Tu es arrivée dans notre vie contre toute attente et tu as aussitôt redéfini le paradigme de notre existence. Quel agréable choc affectif, quelle lumière d'espoir; mais qu'il est devenu depuis difficile de repartir sur les routes de notre nomadisme lointain.


Et comment écrire une chronique tendre quand on a été formaté trente ans à la rédaction administrative sèche et métallique?

Bref, se lancer à l'aube de la retraite sur les routes d'autres continents étaient une manière de prendre un peu de distance avec nos enfants, nos amis et nos relations, pour essayer de trouver la bonne place dans les rangs de ceux dont les qualités essentielles tiennent à leur disponibilité, à leur expérience et, peut-être, à leur sagesse.

Après une vie active bien remplie et un agenda trop plein, après des journées filant comme l'éclair et une existence faite de priorités, nous nous réjouissions de passer au mode de vie contemplatif et de jouir du temps qui passe. Nous ne savions pas que le nomadisme était une activité à plein temps et, surtout, nous n'avions pas prévu d'être obnubilés par ta frimousse et par tes gazouillis.
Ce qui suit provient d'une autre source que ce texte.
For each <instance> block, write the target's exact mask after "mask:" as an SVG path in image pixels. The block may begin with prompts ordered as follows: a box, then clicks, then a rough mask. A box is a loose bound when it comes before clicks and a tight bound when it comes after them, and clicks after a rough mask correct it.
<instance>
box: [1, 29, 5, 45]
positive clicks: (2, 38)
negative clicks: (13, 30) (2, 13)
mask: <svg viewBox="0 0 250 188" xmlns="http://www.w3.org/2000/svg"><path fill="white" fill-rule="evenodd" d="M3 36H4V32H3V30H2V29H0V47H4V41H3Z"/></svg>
L'attente jouissive de te revoir a remplacé la pression de l'efficacité requise et nous avons abandonné la planification des tâches pour l'improvisation inhérente au nomadisme. L'agenda est toujours bien rempli, mais surtout, tu illumines nos pensées et tu justifies à toi seule le sens de notre dernier grand voyage: le plaisir du retour au milieu des siens.

Tu es notre première petite-fille, nous allons donc découvrir avec toi l'art d'être grands-parents. Nous avons commencé pendant les quelques mois passés récemment en Suisse. Quel bonheur! Et maintenant la douleur exquise de l'impatience de te retrouver. La joie aussi des photos et des videos dont tes parents nous gratifient, plein de compréhension.

Ayant remarqué ton plaisir à regarder les photos de ta mère, de ton père et de ta soeur aimantées au réfrigérateur, les jours où tu nous étais confiée, Fifi a eu l'idée de t'en donner une de nos deux portraits pour que tu ne nous oublies pas pendant nos six prochains mois américains. Les quatre secondes de la séquence où tu nous tient dans tes menottes en nous disant des mots gentils est un moment de pur bonheur. Nous t'aimons infiniment Coline. Merci Aurélia! Quelle chance de vous avoir inscrites au tableau de notre famille! A bientôt! Gros becs!


Houston, le 10 avril 2016 / RT


Musique: Pa-Pa-Pa-Pa-Pa-Pa-Papagena!, Wolfgang Amadeus Mozart.